The government’s flagship GOV.UK site was affected by a global distributed denial of service attack on a third party company that also took out Twitter, Spotify and other sites last month.
The attack, which took place on Friday 21 October, caused widespread issues for sites using domain name services (DNS) – which browsers use to identify the IP address of a website – provided by company Dyn.
The outage affected the GOV.UK websites, government blogs and services as well as some third party systems that GOV.UK uses, with the sites being out of action for around three hours..
According to a blogpost from the Government Digital Service’s Dafydd Vaughan, the on-call technicians tried to restore the service by removing Dyn from the infrastructure for the domains with the most users – www.gov.uk and www.service.gov.uk.
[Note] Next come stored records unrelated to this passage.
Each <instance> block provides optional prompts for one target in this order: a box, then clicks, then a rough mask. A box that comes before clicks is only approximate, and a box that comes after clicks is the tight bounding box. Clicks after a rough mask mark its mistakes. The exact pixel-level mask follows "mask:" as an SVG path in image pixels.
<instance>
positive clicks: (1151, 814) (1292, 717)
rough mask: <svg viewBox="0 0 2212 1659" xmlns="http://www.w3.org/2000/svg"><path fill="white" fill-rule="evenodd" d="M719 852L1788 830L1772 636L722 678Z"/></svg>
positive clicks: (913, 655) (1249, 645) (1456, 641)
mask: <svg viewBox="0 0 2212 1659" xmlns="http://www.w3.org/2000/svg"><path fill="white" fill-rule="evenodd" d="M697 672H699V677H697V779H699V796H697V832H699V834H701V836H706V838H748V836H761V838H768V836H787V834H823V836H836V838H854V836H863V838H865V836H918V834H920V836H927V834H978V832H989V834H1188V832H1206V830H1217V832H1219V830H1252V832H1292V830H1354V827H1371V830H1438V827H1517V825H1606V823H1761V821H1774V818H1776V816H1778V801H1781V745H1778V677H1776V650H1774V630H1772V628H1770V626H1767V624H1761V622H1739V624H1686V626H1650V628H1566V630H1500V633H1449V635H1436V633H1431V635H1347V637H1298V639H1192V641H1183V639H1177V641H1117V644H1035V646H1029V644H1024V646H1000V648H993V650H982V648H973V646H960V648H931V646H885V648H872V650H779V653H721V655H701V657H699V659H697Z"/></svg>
However, service restoration was delayed because the external organisation that runs the domain names couldn’t be sure that the change requests were authorised due to a number of internal systems being down.
Vaughan said that the incident showed that GDS’ DNS provision was a single point of failure, and that the team had now added a second DNS service to address this.
In addition, he said that a number of the monitoring services GDS uses were affected by the outage, which meant GDS wasn’t alerted properly.
Meanwhile, the usual communications methods GDS uses to let people know about service issues, such as Twitter, were unavailable due to the attack on Dyn.
Vaughan said that GDS was looking into ways to improve its alert processes and other methods of providing people with information on service outages.
A second, related incident, which occurred on Wednesday 26 October, is also discussed in the blogpost.
This saw GOV.UK go down for 25 minutes, with some websites and services unavailable to users.
GDS said this was due to a planned change to the DNS record for the www.gov.uk domain name – requested after the incident the week before in an effort to “restore some resilience”.
However, an engineer at the external organisation made an error when changing the DNS record, which resulted in its pointing to something that didn’t exist. The external organisation repaired the error once it was noticed.
Vaughan said that the team had not yet finished reviewing the incident or the way it was handled, but that due to the scale of the issues, it had decided to publish an interim report.
“We’re also working with our colleagues at the National Cyber Security Centre and other parts of government to coordinate our incident management processes and understand the wider government impact,” he said.